Als Steine von Bäumen fielen…
Er sass auf seinem Lieblingsast seines Lieblingsbaums, schaukelte und lauste sich in einem. Beides langweilte ihn. Überdies durfte er nicht zuviel kratzen, denn er war schütter behaart und hatte ohnehin schon genug blanke Stellen, die den Affenweibchen nicht gefielen. Deswegen wurde er verlacht und blieb allein ein Aussenseiter und Einzelgänger.
Vermerkt sei jener Tag, als er mit einem Stein in der Hand zu seiner Astgabel hochkletterte und, anstatt sich zu scharren, diesen von einer Hand in die andere hin und her warf. Dies war ein ungewöhnlicher Zeitvertreib, zumal für einen Affen. Zur üblichen Zeit wurde er hungrig. ‚Abendbrot' dachte er und liess dieses dringlichen Lebensinhaltes wegen den Stein kurzerhand fallen, der nicht anders konnte, als scharfkantig auf einen Affenschädel unter ihm zu prallen. Einzig der dichte Haarwulst hat diesen Affen vor Ärgstem bewahrt; gleichwohl jagte der Getroffene mit Schmerzgeheul auf seinen Dreien davon, mit einer Hand die schwellende Beule reibend.

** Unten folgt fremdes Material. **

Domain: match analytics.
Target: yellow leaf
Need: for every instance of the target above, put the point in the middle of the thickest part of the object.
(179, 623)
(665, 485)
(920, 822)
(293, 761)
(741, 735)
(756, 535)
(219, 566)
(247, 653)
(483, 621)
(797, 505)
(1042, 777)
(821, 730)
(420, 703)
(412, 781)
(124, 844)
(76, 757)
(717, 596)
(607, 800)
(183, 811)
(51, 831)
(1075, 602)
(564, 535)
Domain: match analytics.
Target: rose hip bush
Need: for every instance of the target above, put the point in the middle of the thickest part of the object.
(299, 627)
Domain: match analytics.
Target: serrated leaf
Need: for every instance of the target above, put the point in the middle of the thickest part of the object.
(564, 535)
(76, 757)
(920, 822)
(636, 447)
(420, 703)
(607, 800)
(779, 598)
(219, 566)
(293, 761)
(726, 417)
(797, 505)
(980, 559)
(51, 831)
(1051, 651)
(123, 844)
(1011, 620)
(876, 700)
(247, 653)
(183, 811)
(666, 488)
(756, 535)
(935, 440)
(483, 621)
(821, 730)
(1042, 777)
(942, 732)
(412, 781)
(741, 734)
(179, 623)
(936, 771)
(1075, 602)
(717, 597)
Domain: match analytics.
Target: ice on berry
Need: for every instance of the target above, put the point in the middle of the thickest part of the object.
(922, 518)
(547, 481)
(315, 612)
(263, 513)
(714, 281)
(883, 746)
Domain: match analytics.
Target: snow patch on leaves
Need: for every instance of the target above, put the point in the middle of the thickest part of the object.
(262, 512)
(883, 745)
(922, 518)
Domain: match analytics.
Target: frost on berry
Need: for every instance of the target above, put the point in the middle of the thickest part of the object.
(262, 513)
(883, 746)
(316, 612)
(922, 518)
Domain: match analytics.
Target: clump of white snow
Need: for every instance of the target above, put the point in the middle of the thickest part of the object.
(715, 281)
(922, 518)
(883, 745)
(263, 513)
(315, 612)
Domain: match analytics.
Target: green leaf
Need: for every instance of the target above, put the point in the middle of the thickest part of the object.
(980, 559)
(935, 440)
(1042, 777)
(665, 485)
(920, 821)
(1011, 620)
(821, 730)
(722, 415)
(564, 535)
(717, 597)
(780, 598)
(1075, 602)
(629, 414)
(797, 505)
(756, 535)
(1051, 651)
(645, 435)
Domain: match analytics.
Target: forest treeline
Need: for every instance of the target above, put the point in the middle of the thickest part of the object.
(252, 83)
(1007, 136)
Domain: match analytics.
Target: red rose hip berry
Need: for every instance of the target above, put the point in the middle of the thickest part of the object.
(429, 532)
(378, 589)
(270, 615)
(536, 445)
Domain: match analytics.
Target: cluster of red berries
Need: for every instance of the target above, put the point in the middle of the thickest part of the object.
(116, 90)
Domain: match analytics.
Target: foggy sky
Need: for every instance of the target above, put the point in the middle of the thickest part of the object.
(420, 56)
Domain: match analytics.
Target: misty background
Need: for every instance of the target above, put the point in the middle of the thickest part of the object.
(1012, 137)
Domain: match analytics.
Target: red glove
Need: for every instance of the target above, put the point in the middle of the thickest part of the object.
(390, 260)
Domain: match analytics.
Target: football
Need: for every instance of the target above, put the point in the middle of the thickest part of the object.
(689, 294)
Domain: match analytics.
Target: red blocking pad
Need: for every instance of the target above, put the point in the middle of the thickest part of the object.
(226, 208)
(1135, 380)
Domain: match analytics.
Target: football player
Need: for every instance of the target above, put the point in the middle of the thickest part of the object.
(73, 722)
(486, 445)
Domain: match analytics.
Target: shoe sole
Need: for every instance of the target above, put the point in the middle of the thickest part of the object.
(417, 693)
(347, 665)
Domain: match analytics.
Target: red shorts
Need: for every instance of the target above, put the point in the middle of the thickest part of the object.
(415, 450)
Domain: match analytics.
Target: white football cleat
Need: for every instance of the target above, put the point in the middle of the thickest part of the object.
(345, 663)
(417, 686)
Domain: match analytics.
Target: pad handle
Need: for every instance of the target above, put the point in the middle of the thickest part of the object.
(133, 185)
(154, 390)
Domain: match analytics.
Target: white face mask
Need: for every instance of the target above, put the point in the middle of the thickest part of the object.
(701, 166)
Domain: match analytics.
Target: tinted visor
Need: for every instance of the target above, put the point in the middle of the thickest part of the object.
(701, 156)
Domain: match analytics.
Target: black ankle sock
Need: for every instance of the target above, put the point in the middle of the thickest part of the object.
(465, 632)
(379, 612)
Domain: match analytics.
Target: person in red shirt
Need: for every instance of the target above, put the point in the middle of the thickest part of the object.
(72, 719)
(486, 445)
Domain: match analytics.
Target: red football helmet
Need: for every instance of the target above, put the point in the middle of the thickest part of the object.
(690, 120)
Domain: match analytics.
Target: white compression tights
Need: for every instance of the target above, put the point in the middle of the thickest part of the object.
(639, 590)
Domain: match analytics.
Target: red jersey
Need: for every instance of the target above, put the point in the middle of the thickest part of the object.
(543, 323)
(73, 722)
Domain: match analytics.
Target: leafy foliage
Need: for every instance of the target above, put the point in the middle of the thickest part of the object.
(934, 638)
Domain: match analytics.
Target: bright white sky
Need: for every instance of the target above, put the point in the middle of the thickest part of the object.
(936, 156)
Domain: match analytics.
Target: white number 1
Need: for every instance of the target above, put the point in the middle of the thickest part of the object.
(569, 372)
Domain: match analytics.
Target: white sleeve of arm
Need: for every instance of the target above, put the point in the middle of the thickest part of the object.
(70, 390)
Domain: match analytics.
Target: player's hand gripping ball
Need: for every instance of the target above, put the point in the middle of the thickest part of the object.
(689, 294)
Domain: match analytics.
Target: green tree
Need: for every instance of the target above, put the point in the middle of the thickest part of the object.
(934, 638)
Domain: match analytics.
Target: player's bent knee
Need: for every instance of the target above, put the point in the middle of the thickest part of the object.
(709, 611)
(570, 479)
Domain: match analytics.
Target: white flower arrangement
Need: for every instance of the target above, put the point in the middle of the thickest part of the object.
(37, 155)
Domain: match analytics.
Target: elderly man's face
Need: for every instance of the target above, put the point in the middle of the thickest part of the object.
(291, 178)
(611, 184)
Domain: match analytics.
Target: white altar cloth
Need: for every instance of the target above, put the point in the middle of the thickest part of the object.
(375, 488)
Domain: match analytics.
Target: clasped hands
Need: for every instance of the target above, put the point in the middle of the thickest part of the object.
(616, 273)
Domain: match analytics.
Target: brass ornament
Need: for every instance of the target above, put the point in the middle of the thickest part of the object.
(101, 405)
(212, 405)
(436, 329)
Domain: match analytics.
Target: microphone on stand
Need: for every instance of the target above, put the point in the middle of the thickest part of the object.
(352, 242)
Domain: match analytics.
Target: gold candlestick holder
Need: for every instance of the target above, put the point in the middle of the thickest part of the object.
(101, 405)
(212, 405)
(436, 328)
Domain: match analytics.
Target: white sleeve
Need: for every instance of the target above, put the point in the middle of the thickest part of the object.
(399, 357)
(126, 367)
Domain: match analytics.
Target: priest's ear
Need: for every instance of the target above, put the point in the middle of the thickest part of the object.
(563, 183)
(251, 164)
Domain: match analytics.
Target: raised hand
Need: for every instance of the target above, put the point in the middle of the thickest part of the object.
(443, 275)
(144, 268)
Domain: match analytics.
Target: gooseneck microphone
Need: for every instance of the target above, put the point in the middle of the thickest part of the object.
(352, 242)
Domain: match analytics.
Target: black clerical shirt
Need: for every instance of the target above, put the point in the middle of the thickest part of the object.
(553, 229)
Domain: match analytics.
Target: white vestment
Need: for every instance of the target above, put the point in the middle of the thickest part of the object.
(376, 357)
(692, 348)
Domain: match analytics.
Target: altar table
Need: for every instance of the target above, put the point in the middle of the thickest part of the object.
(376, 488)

Dem auf dem Ast schien dies drollig, und er kam auf Gedanken. Wen erstaunt es, dass er fortan lauernd mit einem Stein zur Hand auf dem Baume sass. Allmählich lernte er zielfertig die Wirkung zu steigern. Den Menschenaffen wurde dieses Unwesen immer unheimlicher. Mit eingekniffenen Schwänzen schlichen sie geduckt umher, wurden nervös, mager und bös. Wer nervös, mager und bös ist, kommt auf Gedanken. Eines unter ihnen, ein Weibchen, war besonders böse, seit ein wuchtiger Stein ihr die Hälfte des Schwanzes und Stolzes beraubt hatte – eine Fehlleistung des Schützen, der nach Köpfen zielte.
Das Opfer schämte sich seiner verschandelten Zierde und sass seit dem Unglück vor einer Höhle sein Hinterteil der Welt ab- und dem Höhleneingang zugekehrt. Es begann sich herumzusprechen: Dem Stummelaffen vor der Höhle trifft kein Stein mehr. Andere suchten in ihrem Unterschlupf Zuflucht. Sie hatte nichts dagegen, da sie nachtsüber allein arg fror auf dem kühlen Gestein. Dies wurden die ersten Höhlenbewohner, denen die neue Behausung bald zu enge wurde. Die Schwächsten unter ihnen wurden vertrieben, darunter der Stummelaffe und der schüttere Unhold, der seines Spasses verlustig nicht auf dem Baume zurückbleiben wollte.
Schliesslich fanden die beiden eine geräumige Grotte. Doch der Stummelaffe war inzwischen noch böser geworden und brütete finster über sein Leid. Gedanken kamen.
Eines Nachts, der Mond warf einen zaghaften Schein in die Grotte, beäugte die Stummlige den ruppigen Schweif des Schütteren. Damit sie selber die Stummligste nicht mehr sei, wählte sie eine Stelle nahe am Rumpf, hob den Stein hoch, hielt inne, frohlockte, setzte ihn nochmals ab, weil sie zu sehr bebte, sammelte sich, stemmte hoch und liess fallen den Stein. Das Gekreisch und den Tumult zu schildern, dies versagt die Sprache. Jetzt wussten 2 um Ursache und Wirkung. In einer Woche hatten es 5 erfahren, nach einem Monat 20. Nach soviel Jahren, wie Sie sich innerhalb von 2 Sekunden ausdenken können, hatte die Natur das Anhängsel den undankbaren Affen schon bei der Geburt abgenommen. Alle anderen Tiere hatten ihren Schweif, Schwanz, Wedel oder Rute und wollten keinen zweiten, am allerwenigsten Affenschwänze. (Ausser der Elefant, der etwas seiner Grösse angemessenes haben wollte. 20 Affenschwänze hatte ihm die Natur zusammengenäht und ihm vorgehängt.)
Fortan müssten wir vom Urmenschen sprechen, wäre die Geschichte hier nicht zu Ende.